In all likelihood any increase in the budget would have to be funded by an increase in property taxes. A 2 percent rise amounts to about 16 cents for every $1,000 of property tax levied.
Such small amounts would seem to be a small issue. But, we believe there is more to this story than meets the eye.
For all citizens, wherever they live, pocketbook issues have become increasingly important as our prolonged economic stagnation continues. The plain truth is governments and school districts have less money to work with than they have had in the recent past. And, ordinary citizens, in general, have less money to give them.
But, the demand for government services hasn’t decreased with the revenues. If anything, we’ve come to expect even more, from help for the poor and unemployed to improved infrastructure to schools better-positioned to give our children a greater chance at a healthy financial future.
The resulting strain has forced our public servants to make some painful cuts. For the most part they’ve managed to do it without causing too much disappointment to our expectations. But as the general economic malaise continues to drag on they’re faced with fewer and fewer options.

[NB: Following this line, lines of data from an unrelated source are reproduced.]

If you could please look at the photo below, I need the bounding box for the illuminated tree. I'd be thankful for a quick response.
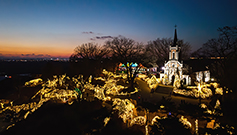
[105,36,145,89]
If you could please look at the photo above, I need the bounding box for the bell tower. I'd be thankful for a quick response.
[169,25,180,61]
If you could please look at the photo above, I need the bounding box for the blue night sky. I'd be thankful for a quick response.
[0,0,237,58]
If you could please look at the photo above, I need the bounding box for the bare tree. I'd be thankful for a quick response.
[69,43,109,77]
[105,36,145,89]
[70,43,109,61]
[145,38,191,66]
[192,26,237,90]
[178,40,192,60]
[145,38,171,66]
[194,26,237,58]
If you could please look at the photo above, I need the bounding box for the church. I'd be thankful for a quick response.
[160,27,191,85]
[159,27,212,86]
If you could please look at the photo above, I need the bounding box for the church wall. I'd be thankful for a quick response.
[195,70,210,82]
[182,75,191,85]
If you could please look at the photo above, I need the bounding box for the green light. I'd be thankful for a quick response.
[75,88,82,95]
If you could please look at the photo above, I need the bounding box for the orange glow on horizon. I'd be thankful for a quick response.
[0,42,74,58]
[0,34,104,59]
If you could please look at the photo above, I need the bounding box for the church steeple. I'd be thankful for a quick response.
[172,25,178,47]
[169,25,180,61]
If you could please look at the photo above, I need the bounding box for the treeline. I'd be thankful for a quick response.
[191,26,237,91]
[70,36,191,68]
[70,26,237,91]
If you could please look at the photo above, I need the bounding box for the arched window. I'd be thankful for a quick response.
[173,52,175,59]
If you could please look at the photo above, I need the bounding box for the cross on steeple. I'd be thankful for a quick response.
[175,25,177,28]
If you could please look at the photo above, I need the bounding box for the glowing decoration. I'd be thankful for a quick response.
[0,74,85,131]
[163,74,168,85]
[151,116,161,125]
[10,101,13,106]
[195,119,198,134]
[103,96,111,101]
[25,78,42,86]
[160,105,165,109]
[0,69,140,132]
[1,68,233,134]
[104,117,110,127]
[94,77,106,81]
[173,74,181,88]
[94,86,105,100]
[210,82,219,88]
[200,103,207,109]
[214,99,221,109]
[173,82,214,99]
[112,98,135,123]
[89,75,92,83]
[94,70,137,97]
[119,63,123,67]
[6,124,15,130]
[127,62,133,67]
[131,63,138,67]
[206,119,215,129]
[201,100,223,116]
[138,74,147,80]
[24,111,30,119]
[130,116,146,126]
[145,75,159,90]
[179,116,192,129]
[75,88,82,95]
[215,88,223,95]
[145,125,148,135]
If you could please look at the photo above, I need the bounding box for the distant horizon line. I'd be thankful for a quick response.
[0,57,69,60]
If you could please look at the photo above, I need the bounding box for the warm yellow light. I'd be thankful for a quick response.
[179,116,192,129]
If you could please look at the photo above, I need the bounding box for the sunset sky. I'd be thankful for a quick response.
[0,0,237,59]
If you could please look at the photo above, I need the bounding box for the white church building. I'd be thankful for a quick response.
[160,28,191,85]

Come November, we as citizen voters will have the opportunity to tell them which direction to go. In some cases, especially in Malta, the issues are clear and the choice stark. In others the view is a bit murkier.
But, in all cases it’s up to the people themselves to decide where their money will be spent and by whom. It’s the great strength of our republic: We may not get to vote directly on every expenditure, but we get to pick the people who do and give them a pretty clear idea of what we want. In the end, the citizens choose.

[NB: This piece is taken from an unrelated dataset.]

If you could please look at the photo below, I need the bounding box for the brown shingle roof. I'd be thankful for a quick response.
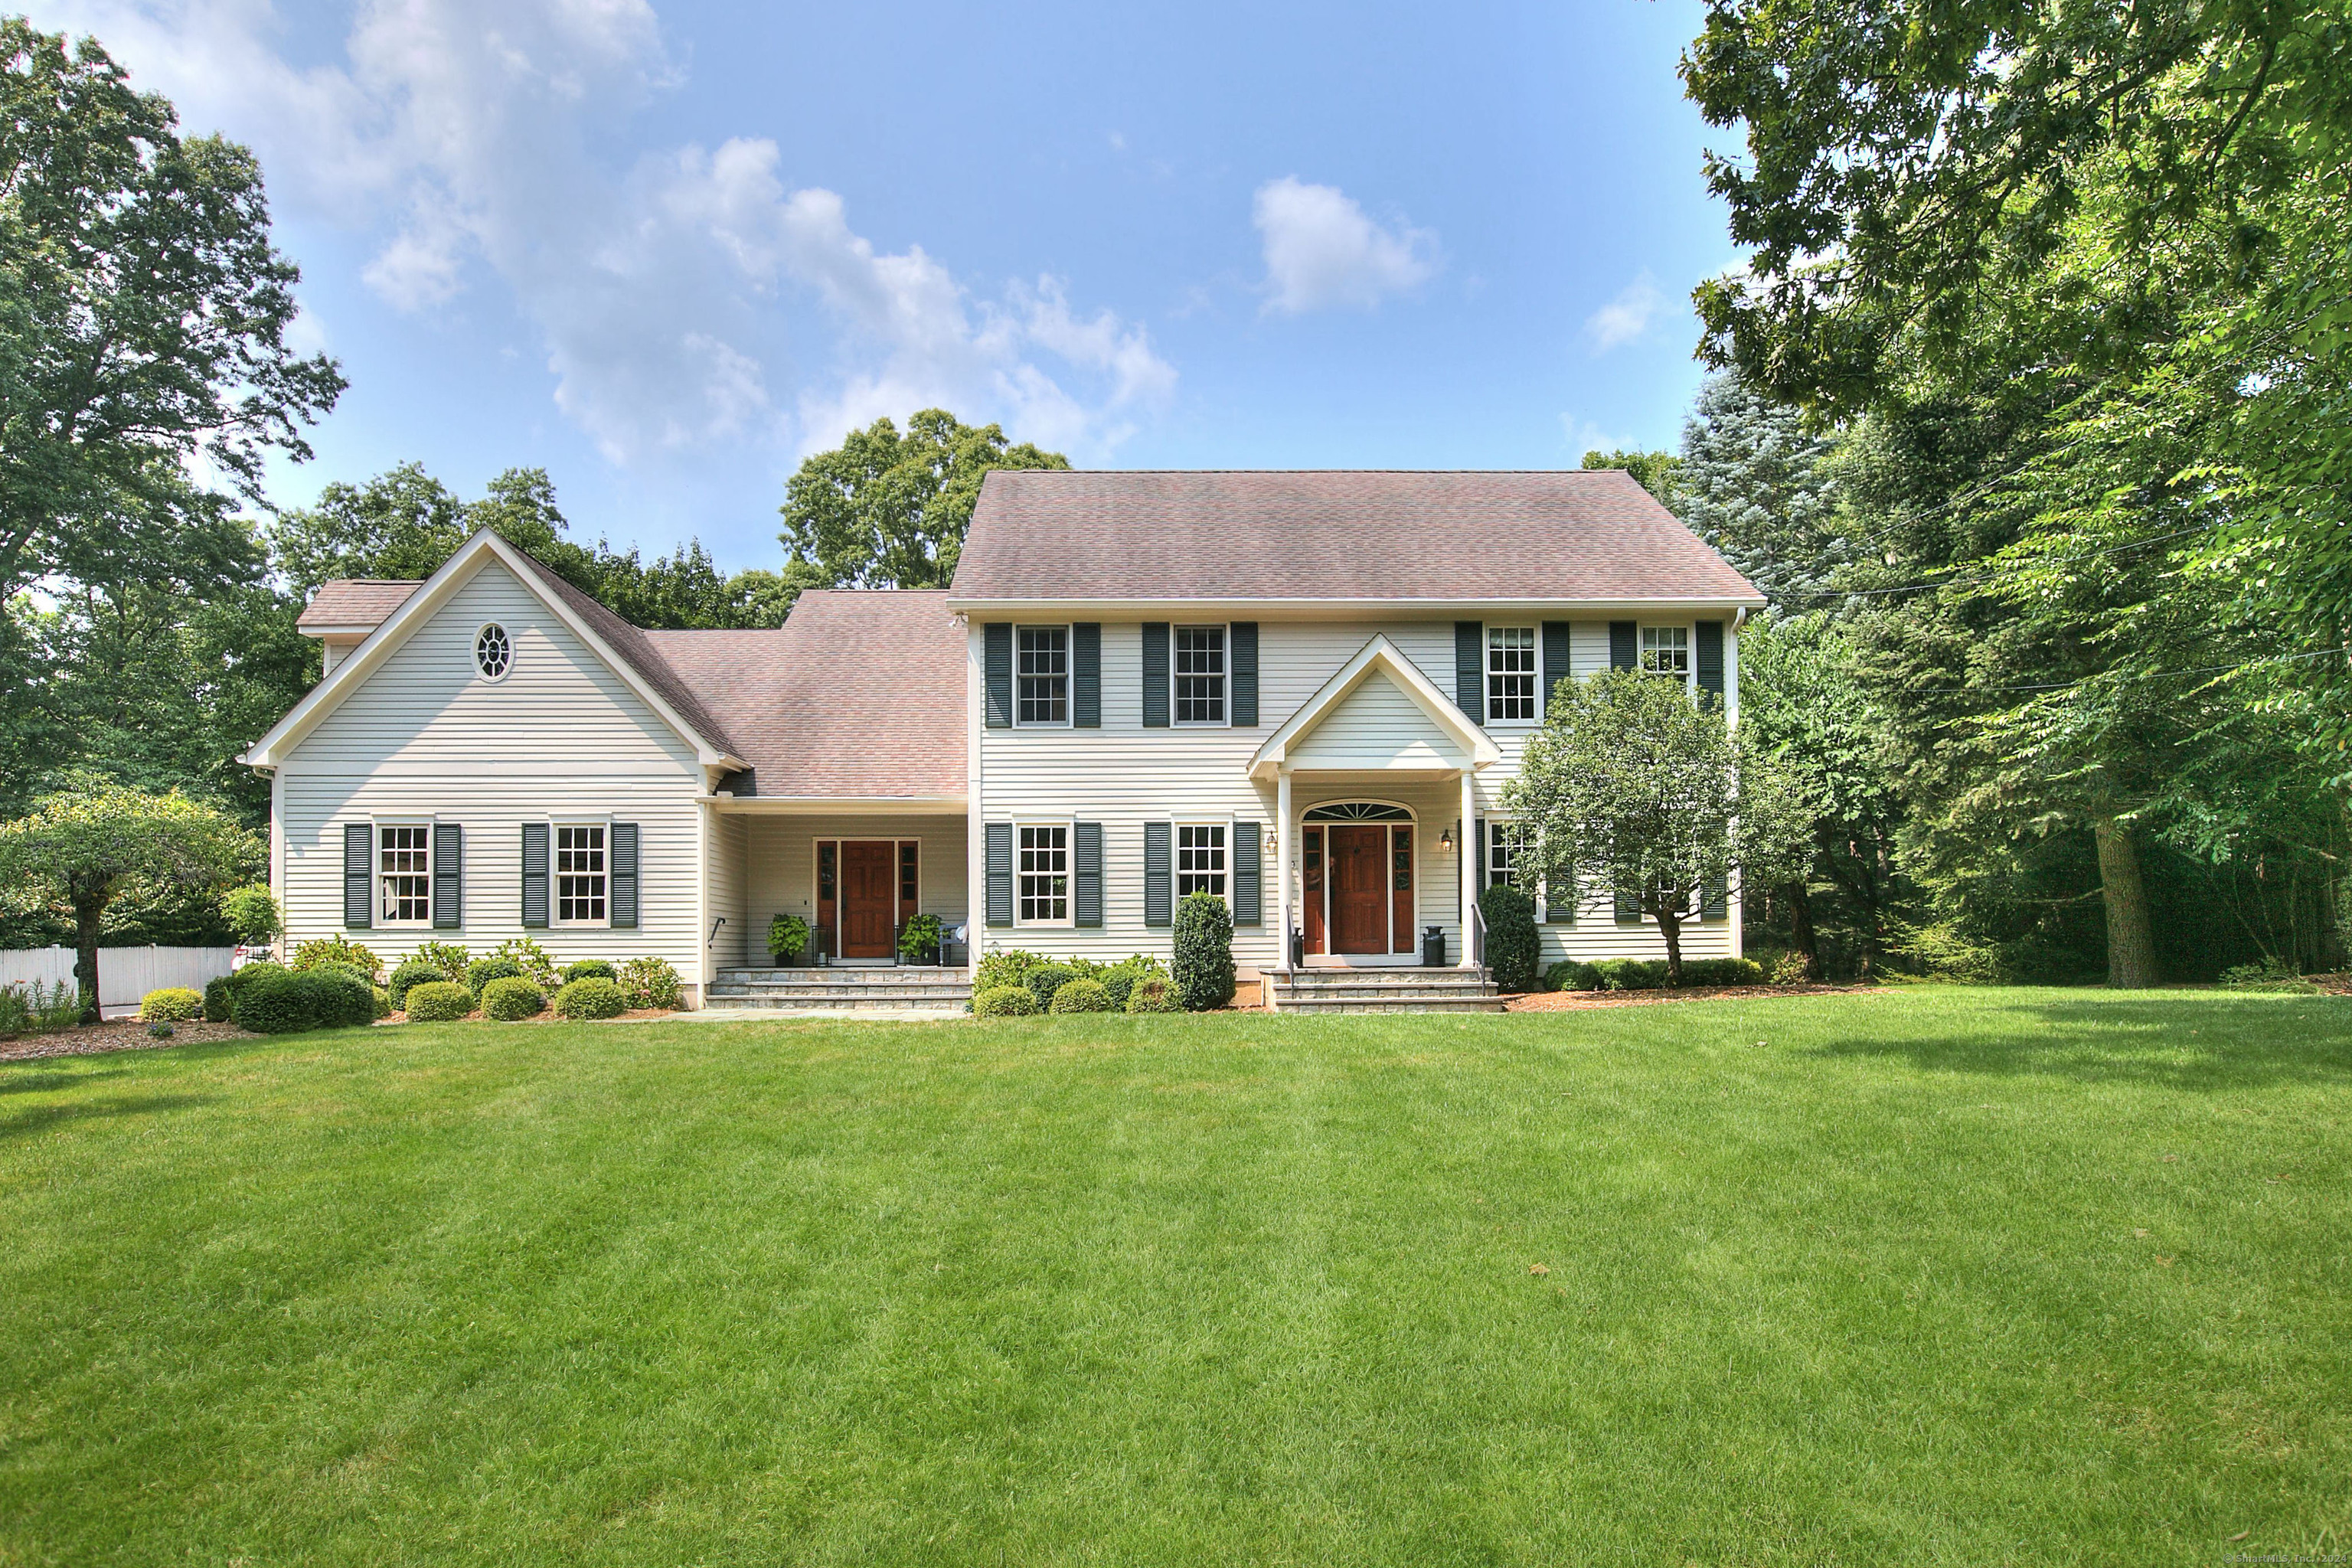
[645,591,965,799]
[949,469,1761,604]
[296,579,420,631]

We believe the Round Lake Library’s request should be approved. It is, after all, not very much money, and on its face seems a reasonable request, especially given the vital role a public library plays in the life of its community. Ben Franklin saw the need back in 1731, when he formed the Library Company in Philadelphia- the first subscription library in the New World. His goal was to make books, expensive then as now, available to all as a matter of civic improvement. “An investment in knowledge,” he said, “pays the best interest.” That’s still true today.

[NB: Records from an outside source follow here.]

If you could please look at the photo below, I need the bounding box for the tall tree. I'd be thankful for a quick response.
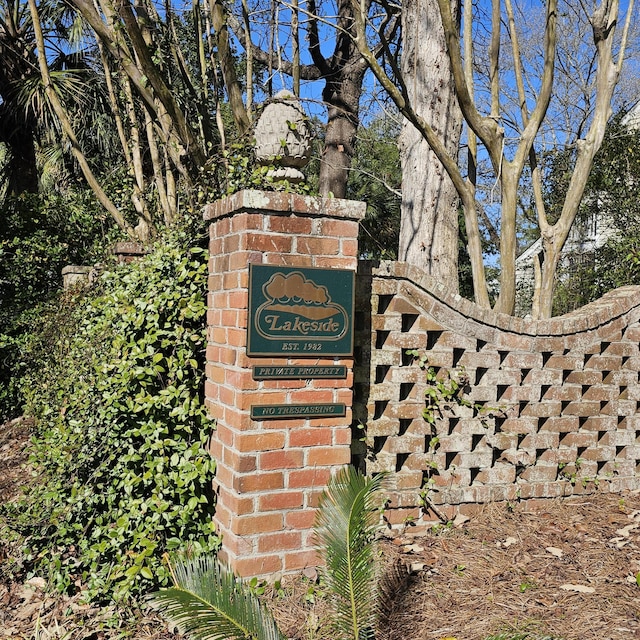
[0,0,40,194]
[351,0,635,316]
[398,0,463,290]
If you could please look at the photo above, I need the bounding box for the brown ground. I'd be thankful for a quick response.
[1,418,639,640]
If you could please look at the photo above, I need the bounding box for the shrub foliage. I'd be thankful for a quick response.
[2,237,219,602]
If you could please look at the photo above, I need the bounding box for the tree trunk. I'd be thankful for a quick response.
[315,0,367,199]
[398,0,462,290]
[493,165,519,314]
[319,69,365,199]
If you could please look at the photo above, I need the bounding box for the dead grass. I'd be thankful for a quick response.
[2,419,639,640]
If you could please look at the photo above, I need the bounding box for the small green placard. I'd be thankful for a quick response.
[252,365,347,380]
[251,403,346,419]
[247,264,355,357]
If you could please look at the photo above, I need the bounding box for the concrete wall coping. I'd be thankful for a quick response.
[372,260,640,338]
[203,189,367,222]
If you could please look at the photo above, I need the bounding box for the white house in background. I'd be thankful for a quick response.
[514,103,640,316]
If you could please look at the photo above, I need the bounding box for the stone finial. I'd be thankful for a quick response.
[254,90,312,183]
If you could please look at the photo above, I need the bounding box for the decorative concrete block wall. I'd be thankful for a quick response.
[354,261,640,529]
[204,190,365,576]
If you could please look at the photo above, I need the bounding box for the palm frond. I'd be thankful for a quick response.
[14,70,93,127]
[314,466,386,640]
[148,556,285,640]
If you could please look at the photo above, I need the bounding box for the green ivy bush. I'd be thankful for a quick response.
[2,235,219,602]
[0,190,118,421]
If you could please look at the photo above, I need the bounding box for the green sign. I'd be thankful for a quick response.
[251,403,346,419]
[253,365,347,380]
[247,264,355,357]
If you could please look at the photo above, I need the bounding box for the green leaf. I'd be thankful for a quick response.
[148,557,285,640]
[314,466,386,640]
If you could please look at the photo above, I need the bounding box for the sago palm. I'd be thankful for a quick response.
[148,466,387,640]
[148,555,285,640]
[313,466,386,640]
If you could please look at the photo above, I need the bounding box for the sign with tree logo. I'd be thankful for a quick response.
[247,264,355,357]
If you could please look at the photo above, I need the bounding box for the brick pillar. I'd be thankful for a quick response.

But beyond the immediate question of library funding is the more fundamental one of choice. A ballot is a voice, and one that must be heard. There will be other questions to decide in November, but the most important one is who will represent us. We get to hire the people who will serve us. And, we get to ask them who they are, what they believe, and what they plan to do if they get the job.
We hope as the next couple months unfold our readers will take full advantage of that opportunity. We pledge to do our part by reporting the news and keeping our friends and neighbors informed about the candidates and the issues. But in the end it is up to each of us as individuals to reach out for information and then make up our own minds.
Sometimes, we admit, that’s not always easy to do, especially when national issues are on the table. Next year’s general election is already looming. And well-funded candidates (and the people behind them) will be increasingly clamoring for our money and our votes, and possibly smudging the issues in order to get both. It can sometimes seem to be too much and our individual voices too small. But here at home, in our local elections, each vote is a vote that really counts.